Their similarities on the other hand match in unique areas as for one, like Lagerfeld who ventured into photography and book publishing, and also collaborated with brands that included H&M and Coke, Abloh also has a thing for putting his name and trademark on everything. Surprisingly, both share a thing or two when it comes to their representation of the world around them, their hold on their audience and their manner of speaking. Like Lagerfeld, Abloh speaks in rolling sentences and is a pleasure to listen to. As Lagerfeld had his conversations spiced with erudite references, Abloh’s version is more of popular intellectualism.
It doesn’t just stop there, cos when it comes to their signature and branded looks, each had and has something. On the part of Lagerfeld, his was powdered white ponytail, high-collar Hilditch & Key white shirt, black fingerless gloves, black jeans while that of Abloh well is the quotation mark. Both were and have been criticized for doing way too much even when the too much isn’t good stuff in the actual sense of it. On his part, Lagerfeld was called out for his extremely inappropriate statements that pertained to race and size while Abloh has been called out for copying and for his lack of originality in some peculiar cases.
Many like Didier Krzentowski, the owner of Galerie Kreo, where Mr. Abloh recently had a show of graffiti-slashed concrete furniture see Abloh as a creator and an art director and he like a few people agree that in that sense, Karl and Abloh do have something in common as he says concerning Abloh being a creator and an art director : “In which case, I agree he is like Karl. What he made for me was genuinely unique, and that’s very hard to do. You can’t do it if you are only an art director. But maybe he’s an art director when it comes to fashion.” Others like Michael Burke, the chief executive of Louis Vuitton, who hired Mr. Abloh in 2018 and previously as chief executive of Fendi, worked with Mr. Lagerfeld from 2003 to 2012 say: Mr. Abloh “is digital, like Karl. Cross-generational, like Karl. Hard-working, like Karl. Intelligent, like Karl.”
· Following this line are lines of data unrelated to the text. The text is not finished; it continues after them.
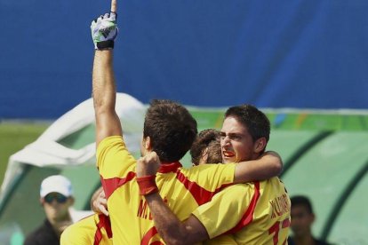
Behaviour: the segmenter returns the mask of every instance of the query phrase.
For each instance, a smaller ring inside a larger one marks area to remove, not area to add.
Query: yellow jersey
[[[104,138],[97,148],[97,165],[108,199],[115,244],[164,244],[144,196],[136,183],[136,160],[121,136]],[[186,169],[179,162],[162,164],[156,182],[159,194],[180,219],[211,201],[234,181],[235,164],[207,164]]]
[[[286,244],[291,202],[278,178],[237,184],[217,194],[194,212],[212,241],[231,234],[237,244]]]
[[[112,245],[111,225],[108,217],[94,214],[69,225],[61,233],[60,245]]]

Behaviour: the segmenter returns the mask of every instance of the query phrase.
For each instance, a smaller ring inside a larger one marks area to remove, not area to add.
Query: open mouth
[[[230,152],[230,151],[222,151],[222,154],[225,157],[233,157],[233,156],[235,156],[235,154],[233,152]]]

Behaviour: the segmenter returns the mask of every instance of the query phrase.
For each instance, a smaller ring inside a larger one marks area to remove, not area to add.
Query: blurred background
[[[91,98],[89,27],[108,10],[108,1],[0,0],[0,231],[14,241],[44,217],[46,176],[72,180],[78,209],[98,187],[93,157],[83,157],[92,119],[65,114]],[[121,1],[117,90],[145,106],[180,102],[200,130],[220,128],[228,106],[261,108],[272,123],[268,148],[284,161],[281,178],[291,195],[312,200],[314,233],[368,244],[367,12],[365,0]],[[43,133],[77,164],[50,157],[55,147],[40,140],[22,151]]]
Others in the fashion line completely have a distaste for Abloh most especially pertaining to his propensity for shortcuts or “the three percent approach” as he said in the New Yorker which emphasises that changing a design by that percentage is enough to make it qualify as new. To these fashion individuals who feel that a designer should agonize over the creative process see Abloh’s little input and quick changes as disrespect to art.
With all the striking similarities and also the deep yet shaping differences, one is left to still wonder about the initial proposition of Abloh being the Lagerfeld of the millennials as one of Lagerfeld’s contributions to the fashion world was the way he changed everyone’s idea of what it meant to be a great designer, reshaping it in his image as a jack-of-all-brands. In that sense, Abloh really is the jack-of-all-designs.
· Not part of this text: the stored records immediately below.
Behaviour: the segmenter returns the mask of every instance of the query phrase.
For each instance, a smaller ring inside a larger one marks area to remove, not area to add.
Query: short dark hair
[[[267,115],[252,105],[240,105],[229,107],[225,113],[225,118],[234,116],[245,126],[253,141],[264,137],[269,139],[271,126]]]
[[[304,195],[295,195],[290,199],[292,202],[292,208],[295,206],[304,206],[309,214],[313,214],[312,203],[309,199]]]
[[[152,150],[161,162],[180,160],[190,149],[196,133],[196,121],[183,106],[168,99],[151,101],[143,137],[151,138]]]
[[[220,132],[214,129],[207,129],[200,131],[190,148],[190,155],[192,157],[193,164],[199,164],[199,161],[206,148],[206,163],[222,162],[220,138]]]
Therefore one is left to wonder if the statement which is considered blasphemous by some whose reaction to the statement is “Oh, please, no!” or “That’s crazy!” or “Is this a joke?” is actually a true fact that many refuse to swallow or if it’s not. Some have diplomatically said when approaching the statement that “fashion has changed so much, the world has changed” hence one can actually say that Abloh is the Karl Lagerfeld heir that the new world has made rather than Karl Lagerfeld that the world wants.